-
Notifications
You must be signed in to change notification settings - Fork 497
Description
Dear authors,
Thanks for the great help. Currently we've tried to measure SDXL base model.
I've tried (win-vulkan)
sd-cli.exe -M convert -m sd_xl_diffusion_base_x1.safetensors -o sd_xl_diffusion_base_x1_q8_0.gguf -v --type q8_0
sd-cli.exe -M convert -m sd_xl_diffusion_base_x1.safetensors -o sd_xl_diffusion_base_x1_q4_0.gguf -v --type q4_0
I can convert SDXL into q8_0/q4_0 format by applying this.

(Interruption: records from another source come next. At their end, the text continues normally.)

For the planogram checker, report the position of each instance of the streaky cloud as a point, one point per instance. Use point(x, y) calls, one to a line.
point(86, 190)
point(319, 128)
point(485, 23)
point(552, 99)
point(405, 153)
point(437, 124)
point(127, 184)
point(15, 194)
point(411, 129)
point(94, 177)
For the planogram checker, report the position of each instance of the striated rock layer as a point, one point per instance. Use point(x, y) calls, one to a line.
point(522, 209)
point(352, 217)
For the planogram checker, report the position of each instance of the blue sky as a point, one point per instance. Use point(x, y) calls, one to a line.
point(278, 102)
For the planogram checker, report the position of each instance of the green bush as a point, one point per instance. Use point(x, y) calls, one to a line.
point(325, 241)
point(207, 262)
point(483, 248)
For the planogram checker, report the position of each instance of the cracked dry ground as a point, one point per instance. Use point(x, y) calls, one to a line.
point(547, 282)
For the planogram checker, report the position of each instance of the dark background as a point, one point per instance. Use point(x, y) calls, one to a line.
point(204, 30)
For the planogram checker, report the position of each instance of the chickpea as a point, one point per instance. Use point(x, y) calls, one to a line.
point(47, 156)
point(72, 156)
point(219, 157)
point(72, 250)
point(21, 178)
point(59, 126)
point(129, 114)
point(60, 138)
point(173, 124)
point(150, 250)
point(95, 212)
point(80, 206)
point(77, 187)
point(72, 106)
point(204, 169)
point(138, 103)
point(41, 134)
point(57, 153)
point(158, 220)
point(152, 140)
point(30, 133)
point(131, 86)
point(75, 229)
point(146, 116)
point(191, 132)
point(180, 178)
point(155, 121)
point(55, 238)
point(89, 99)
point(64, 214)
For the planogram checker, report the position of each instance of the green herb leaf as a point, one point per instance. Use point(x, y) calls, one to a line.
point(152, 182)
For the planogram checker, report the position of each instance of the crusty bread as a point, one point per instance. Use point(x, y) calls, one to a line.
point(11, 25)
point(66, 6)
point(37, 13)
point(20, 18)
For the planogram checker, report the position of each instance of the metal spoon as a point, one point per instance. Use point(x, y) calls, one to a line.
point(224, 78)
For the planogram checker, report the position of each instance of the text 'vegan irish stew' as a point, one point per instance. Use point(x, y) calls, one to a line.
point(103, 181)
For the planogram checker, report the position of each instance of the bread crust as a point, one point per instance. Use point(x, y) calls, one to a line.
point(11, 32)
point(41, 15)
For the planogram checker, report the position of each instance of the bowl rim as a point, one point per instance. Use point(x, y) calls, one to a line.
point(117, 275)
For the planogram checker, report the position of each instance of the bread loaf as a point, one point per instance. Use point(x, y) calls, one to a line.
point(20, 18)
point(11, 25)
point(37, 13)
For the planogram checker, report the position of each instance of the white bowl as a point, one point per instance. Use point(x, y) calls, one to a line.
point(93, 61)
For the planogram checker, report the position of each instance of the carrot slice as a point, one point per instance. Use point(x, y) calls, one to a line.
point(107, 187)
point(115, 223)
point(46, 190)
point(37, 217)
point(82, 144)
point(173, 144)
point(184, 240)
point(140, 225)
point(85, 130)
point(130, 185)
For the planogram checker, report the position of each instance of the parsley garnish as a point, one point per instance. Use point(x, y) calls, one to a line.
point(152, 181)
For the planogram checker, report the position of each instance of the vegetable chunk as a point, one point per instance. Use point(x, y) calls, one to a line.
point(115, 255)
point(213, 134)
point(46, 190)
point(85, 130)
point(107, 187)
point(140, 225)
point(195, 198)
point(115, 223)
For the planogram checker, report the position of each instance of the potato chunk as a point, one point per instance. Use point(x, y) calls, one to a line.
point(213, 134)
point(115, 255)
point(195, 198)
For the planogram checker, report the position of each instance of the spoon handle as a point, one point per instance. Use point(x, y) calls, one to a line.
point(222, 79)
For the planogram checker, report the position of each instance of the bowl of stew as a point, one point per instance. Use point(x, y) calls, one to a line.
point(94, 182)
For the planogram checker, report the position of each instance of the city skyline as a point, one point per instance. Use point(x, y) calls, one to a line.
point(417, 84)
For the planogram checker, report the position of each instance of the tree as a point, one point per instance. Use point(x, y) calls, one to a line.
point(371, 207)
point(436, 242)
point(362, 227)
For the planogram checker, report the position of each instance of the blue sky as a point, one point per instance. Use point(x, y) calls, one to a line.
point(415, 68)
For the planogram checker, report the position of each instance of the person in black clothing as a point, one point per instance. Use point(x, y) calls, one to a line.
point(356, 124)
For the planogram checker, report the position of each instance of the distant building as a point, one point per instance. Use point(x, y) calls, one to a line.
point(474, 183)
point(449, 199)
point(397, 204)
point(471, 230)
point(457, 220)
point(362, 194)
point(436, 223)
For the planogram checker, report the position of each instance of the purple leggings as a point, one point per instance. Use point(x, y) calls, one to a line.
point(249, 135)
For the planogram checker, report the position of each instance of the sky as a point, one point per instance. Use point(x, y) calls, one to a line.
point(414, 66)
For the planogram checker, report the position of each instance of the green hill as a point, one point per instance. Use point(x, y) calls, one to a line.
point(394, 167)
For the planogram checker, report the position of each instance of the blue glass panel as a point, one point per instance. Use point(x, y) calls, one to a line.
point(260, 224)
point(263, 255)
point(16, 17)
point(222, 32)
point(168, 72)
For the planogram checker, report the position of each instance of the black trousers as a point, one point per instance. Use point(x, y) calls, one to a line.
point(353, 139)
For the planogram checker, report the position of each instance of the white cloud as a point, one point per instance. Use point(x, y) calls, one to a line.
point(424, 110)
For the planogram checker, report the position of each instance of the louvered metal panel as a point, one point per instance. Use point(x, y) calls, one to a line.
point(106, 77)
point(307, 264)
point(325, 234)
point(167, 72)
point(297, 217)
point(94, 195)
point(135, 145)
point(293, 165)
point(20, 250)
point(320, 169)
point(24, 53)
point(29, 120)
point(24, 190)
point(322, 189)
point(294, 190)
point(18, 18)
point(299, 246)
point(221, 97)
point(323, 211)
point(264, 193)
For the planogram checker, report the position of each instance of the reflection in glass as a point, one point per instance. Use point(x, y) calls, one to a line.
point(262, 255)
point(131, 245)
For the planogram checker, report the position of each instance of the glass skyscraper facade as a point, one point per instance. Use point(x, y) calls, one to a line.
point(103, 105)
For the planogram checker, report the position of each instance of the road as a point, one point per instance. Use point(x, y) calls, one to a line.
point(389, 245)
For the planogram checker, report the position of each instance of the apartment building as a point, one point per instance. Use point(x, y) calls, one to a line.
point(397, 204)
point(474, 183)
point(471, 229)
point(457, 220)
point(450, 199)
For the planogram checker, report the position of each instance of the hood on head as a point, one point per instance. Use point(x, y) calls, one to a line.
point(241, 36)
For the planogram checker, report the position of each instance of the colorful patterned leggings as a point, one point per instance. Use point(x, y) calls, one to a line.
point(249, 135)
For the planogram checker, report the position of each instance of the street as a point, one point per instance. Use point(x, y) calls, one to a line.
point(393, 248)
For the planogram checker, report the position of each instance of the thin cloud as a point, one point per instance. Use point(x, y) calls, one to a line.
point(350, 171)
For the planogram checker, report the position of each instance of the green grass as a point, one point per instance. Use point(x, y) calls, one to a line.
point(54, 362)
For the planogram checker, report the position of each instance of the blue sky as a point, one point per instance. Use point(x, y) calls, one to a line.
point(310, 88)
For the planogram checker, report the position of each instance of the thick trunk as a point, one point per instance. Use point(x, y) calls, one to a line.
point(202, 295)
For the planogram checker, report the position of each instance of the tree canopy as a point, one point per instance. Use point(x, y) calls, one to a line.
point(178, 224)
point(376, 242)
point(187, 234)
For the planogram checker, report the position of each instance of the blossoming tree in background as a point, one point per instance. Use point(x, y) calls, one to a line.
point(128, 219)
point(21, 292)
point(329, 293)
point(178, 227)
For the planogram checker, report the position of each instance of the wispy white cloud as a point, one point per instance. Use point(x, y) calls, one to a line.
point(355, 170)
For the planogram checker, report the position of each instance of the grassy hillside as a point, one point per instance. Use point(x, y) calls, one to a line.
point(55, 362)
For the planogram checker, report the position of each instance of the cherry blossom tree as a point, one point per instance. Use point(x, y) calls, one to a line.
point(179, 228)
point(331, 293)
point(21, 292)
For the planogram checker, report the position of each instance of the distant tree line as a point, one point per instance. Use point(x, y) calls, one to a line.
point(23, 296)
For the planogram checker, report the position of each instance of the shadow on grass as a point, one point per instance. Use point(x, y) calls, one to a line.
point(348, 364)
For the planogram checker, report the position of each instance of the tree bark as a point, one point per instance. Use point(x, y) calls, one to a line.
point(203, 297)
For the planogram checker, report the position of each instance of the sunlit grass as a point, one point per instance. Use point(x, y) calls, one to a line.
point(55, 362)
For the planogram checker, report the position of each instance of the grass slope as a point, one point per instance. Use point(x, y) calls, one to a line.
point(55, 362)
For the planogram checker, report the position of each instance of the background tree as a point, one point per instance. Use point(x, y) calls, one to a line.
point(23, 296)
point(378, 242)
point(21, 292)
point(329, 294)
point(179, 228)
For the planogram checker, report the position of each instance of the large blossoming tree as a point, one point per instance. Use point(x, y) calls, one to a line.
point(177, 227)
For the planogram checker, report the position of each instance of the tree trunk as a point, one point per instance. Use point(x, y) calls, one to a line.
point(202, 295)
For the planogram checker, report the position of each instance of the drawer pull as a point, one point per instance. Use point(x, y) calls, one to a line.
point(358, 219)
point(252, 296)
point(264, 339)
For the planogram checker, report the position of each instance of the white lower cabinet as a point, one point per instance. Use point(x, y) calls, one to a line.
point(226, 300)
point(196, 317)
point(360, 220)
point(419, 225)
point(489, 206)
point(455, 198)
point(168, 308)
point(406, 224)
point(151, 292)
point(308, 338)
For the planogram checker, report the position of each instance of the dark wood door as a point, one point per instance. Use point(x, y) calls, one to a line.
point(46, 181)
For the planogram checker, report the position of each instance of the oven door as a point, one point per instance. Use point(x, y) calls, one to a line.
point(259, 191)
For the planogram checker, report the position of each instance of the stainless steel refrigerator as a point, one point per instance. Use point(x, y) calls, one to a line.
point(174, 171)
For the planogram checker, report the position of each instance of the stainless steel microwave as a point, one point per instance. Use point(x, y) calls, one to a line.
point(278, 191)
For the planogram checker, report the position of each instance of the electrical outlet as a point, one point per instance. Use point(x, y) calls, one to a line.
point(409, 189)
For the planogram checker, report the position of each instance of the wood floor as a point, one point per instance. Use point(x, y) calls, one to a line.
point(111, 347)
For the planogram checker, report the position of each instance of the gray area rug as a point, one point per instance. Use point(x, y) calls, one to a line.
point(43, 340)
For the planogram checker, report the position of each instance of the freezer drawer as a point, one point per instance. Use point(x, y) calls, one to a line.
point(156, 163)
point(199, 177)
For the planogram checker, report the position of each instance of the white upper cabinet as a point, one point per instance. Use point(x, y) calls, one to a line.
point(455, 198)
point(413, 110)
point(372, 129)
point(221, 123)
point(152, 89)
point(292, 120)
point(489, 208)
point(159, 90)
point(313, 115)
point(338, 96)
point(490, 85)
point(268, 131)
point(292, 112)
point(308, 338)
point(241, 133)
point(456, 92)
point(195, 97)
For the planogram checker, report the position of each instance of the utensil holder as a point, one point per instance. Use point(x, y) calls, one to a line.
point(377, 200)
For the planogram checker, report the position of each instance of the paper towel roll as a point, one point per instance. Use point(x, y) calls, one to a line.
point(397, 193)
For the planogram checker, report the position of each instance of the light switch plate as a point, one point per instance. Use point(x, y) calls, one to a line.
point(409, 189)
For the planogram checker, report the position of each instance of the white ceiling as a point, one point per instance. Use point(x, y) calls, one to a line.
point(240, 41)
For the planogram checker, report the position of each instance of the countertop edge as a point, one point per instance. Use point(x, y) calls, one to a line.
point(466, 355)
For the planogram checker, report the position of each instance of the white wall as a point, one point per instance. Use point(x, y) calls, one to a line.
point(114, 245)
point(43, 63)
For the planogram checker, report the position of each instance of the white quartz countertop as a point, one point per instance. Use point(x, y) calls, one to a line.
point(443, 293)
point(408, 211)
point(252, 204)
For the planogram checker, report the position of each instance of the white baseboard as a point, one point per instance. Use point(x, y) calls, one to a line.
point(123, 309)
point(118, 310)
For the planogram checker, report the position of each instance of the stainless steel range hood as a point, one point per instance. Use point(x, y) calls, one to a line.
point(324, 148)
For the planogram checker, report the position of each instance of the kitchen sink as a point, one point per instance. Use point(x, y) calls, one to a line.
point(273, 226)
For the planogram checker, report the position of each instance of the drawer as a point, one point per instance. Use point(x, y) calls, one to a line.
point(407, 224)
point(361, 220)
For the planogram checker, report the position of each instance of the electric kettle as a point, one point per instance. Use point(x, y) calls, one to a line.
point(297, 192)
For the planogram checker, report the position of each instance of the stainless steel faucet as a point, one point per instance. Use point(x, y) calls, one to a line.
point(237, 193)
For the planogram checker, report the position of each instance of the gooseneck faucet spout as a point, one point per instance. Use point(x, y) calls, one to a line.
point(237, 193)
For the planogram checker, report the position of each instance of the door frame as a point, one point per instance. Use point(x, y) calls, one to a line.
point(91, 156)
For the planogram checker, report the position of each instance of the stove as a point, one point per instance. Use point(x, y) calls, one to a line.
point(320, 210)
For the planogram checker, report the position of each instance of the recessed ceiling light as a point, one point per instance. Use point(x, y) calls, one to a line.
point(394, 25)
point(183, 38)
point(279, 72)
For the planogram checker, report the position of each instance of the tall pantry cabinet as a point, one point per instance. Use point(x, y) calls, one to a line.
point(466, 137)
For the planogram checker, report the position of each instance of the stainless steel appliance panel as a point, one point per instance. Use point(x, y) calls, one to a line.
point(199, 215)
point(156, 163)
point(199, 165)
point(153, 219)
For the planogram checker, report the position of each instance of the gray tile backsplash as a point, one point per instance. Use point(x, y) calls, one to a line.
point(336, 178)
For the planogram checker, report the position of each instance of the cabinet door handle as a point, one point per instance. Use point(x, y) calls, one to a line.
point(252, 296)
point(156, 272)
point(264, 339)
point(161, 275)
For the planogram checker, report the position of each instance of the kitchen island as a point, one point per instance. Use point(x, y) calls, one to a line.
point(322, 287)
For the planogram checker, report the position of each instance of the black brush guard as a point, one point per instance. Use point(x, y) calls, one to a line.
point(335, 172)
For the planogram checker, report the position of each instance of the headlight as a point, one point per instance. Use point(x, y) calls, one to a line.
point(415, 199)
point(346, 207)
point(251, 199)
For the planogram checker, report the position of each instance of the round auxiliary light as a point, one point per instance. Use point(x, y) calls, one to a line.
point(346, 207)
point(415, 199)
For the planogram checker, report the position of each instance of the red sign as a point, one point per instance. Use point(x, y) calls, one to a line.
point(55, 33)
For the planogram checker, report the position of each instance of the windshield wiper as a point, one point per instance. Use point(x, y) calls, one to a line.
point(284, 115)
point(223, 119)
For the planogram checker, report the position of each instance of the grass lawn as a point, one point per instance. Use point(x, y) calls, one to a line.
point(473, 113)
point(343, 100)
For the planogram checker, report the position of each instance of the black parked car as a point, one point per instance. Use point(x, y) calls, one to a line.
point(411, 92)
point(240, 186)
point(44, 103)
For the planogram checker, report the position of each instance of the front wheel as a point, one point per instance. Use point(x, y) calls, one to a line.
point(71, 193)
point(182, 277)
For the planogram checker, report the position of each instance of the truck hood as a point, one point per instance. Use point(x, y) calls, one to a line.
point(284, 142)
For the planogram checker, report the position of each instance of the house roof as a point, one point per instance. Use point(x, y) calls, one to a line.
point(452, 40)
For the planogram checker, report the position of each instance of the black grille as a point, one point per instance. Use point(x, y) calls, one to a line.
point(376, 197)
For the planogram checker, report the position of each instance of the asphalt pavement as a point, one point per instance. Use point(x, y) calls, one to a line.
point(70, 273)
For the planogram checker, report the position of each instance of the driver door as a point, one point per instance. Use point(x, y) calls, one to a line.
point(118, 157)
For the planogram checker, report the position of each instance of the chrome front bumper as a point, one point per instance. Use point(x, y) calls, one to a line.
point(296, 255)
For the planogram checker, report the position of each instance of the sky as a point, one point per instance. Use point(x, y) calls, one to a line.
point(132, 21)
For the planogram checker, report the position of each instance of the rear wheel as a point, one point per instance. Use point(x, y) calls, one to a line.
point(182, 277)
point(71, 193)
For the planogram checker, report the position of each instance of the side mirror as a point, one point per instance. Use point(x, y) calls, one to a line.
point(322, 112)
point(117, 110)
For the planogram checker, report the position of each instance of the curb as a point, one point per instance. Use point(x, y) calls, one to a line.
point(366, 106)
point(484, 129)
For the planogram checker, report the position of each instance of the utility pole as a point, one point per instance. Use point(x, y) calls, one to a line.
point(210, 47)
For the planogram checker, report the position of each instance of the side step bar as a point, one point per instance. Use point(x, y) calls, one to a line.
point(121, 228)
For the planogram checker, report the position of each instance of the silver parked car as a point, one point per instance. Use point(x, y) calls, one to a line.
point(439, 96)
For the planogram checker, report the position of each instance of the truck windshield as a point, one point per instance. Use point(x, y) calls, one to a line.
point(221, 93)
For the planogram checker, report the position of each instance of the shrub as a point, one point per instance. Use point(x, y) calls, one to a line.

And then I tried to compare fp16/q8_0/q4_0 models' time by:
sd-cli.exe -m sd_xl_diffusion_base_x1.safetensors -W 1024 -H 1024 -p "a lovely cat" --vae-tiling --vae-conv-direct --steps 7 -v
sd-cli.exe -m sd_xl_diffusion_base_x1_q8_0.gguf -W 1024 -H 1024 -p "a lovely cat" --vae-tiling --vae-conv-direct --type q8_0 -v --steps 7
sd-cli.exe -m sd_xl_diffusion_base_x1_q4_0.gguf -W 1024 -H 1024 -p "a lovely cat" --vae-tiling --vae-conv-direct --type q4_0 -v --steps 7
However, the time performances of the three models are almost the same.
FP16: 64 sec, q8_0: 68 sec, q4_0: 63 sec
Is this expected?
My platform info is as following:
Lunar Lake
CPU: Intel Ultra 268V
GPU: Intel R AI Boost
RAM: 32G
Thanks